Secondo quanto afferma la Fondazione bisogna far crescere nel detenuto ergastolano l’impegno alla realizzazione del diritto alla verità che è una componente indispensabile del “diritto alla speranza”, inteso come possibilità di “riscattarsi per gli errori commessi”, che tra l’altro viene evidenziato dalla Giurisprudenza della Corte europea dei diritti dell’uomo.
In tal mondo, la Fondazione Falcone afferma che i benefici “possono essere concessi ai detenuti o internati, anche in assenza di collaborazione con la giustizia, purché sia fornita la prova dell’assenza di collegamenti attuali del condannato o dell’internato con la criminalità organizzata, terroristica o eversiva, e dell’assenza del pericolo di ripristino dei medesimi e sempre che il giudice di sorveglianza accerti, altresì, l’effettivo ravvedimento dell’interessato, desunto dalla sua valutazione critica della sua precedente condotta, dalle sue iniziative a favore delle vittime, sia nelle forme risarcitorie che in quelle della giustizia riparativa, e dal suo contributo alla realizzazione del diritto alla verità spettante alle vittime, ai loro familiari e all’intera collettività sui fatti che costituiscono gravi violazioni dei diritti fondamentali”.
Poi, per la concessione dei benefici, è scritto nella proposta che “il magistrato di sorveglianza o il tribunale di sorveglianza decide, acquisite dettagliate informazioni dal Procuratore della Repubblica presso il tribunale del capoluogo del distretto ove ha sede il tribunale che ha emesso la sentenza, dal comitato provinciale per l’ordine e la sicurezza pubblica in relazione al luogo dove il detenuto risiede, nonché, nel caso di detenuti sottoposti al regime previsto dall’articolo 41 -bis, anche dal Procuratore nazionale antimafia e antiterrorismo”. Per finire si dice che “con il provvedimento di concessione dei benefici il giudice può disporre l’obbligo o il divieto di permanenza dell’interessato in uno o più comuni o in un determinato territorio; il divieto di svolgere determinate attività o di avere rapporti personali che possono occasionare il compimento di altri reati o ripristinare rapporti con la criminalità organizzata, terroristica o eversiva e può altresì prescrivere che il condannato o l’internato si adoperi in iniziative di contrasto alla criminalità organizzata”.
Allo stato attuale all’esame dei lavori della commissione Giustizia ci sono tre proposte di legge.
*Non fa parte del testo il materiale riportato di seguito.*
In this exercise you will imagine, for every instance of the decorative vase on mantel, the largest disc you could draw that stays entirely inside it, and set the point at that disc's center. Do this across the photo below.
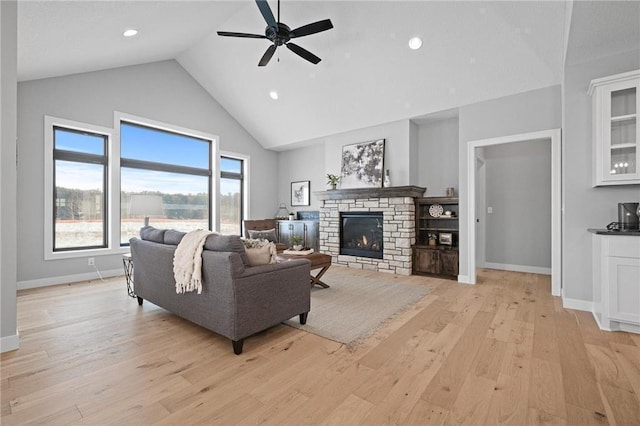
(387, 179)
(333, 180)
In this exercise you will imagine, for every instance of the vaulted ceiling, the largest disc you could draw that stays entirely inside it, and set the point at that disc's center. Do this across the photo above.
(471, 51)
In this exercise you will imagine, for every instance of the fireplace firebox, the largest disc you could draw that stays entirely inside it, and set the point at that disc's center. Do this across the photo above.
(361, 234)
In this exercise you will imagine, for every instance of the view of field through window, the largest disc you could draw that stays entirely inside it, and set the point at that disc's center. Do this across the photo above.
(183, 185)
Una firmata dal Movimento 5Stelle, Vittorio Ferraresi, Alfonso Bonafede e Giulia Sarti, che esclude i mafiosi dalla modifica ordinata dalla Consulta. In tal senso, nella proposta dei pentastellati, si parla di “elementi concreti” che documentino la lontananza dai clan che siano più evidenti e lampanti della “mera dichiarazione di dissociazione dall’organizzazione criminale ”per accedere alla libertà condizionale ma anche ai permessi premio.
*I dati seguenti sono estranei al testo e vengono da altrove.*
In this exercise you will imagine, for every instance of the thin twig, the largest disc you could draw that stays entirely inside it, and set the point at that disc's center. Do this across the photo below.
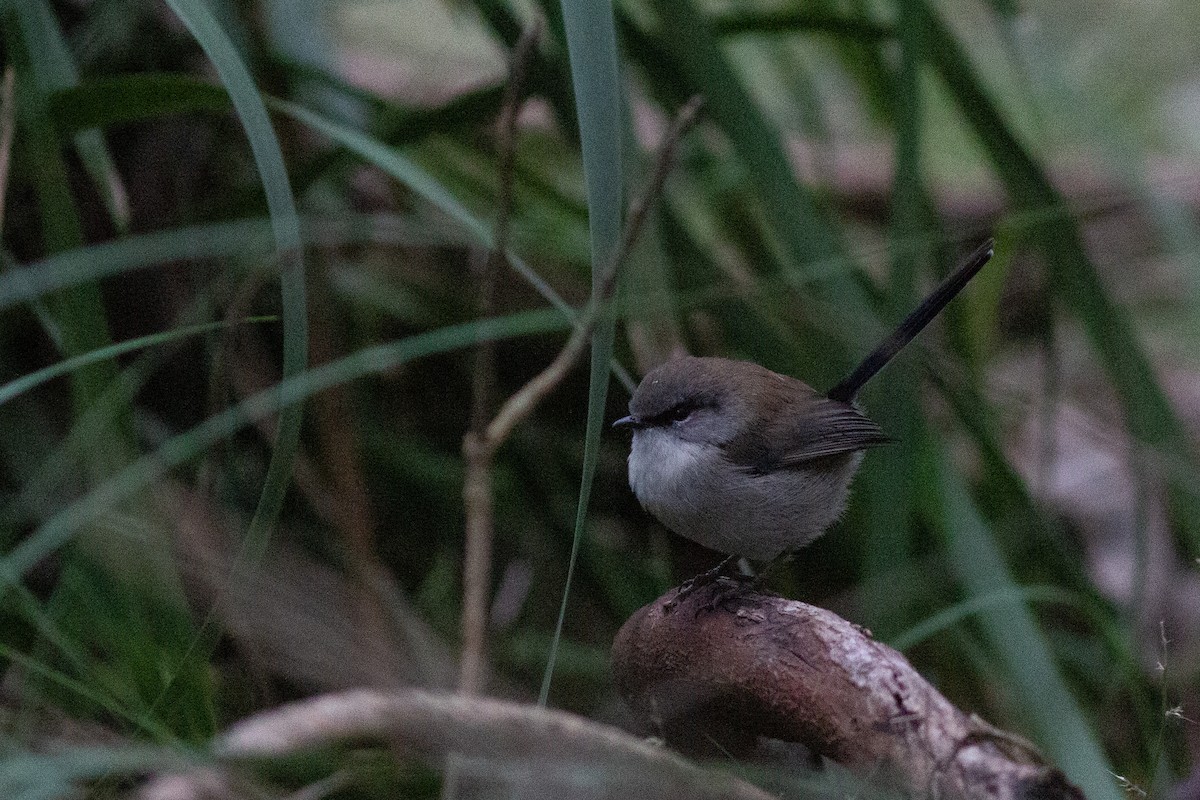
(522, 403)
(7, 124)
(480, 444)
(478, 480)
Servirà anche giustificare i motivi della mancata collaborazione e dimostrare di aver risarcito le vittime del reato commesso o dimostrare di non poterlo fare per questioni economiche.
Poi, per decidere la liberazione, ci deve essere un unico ufficio competente che si deve istituire all’interno del Tribunale di sorveglianza di Roma così da impedire la sovraesposizione dei giudici dei vari distretti.
Mentre, per quanto riguarda la proposta di Fratelli d’Italia, si chiede che il magistrato di sorveglianza possa acquisire “dettagliate informazioni” per escludere l’attualità di collegamenti con la criminalità organizzata.
In ultimo vi è la proposta depositata dal Pd di Enza Bruno Bossio che esclude l’obbligo di chiedere il parere delle procure antimafia prima di concedere i benefici.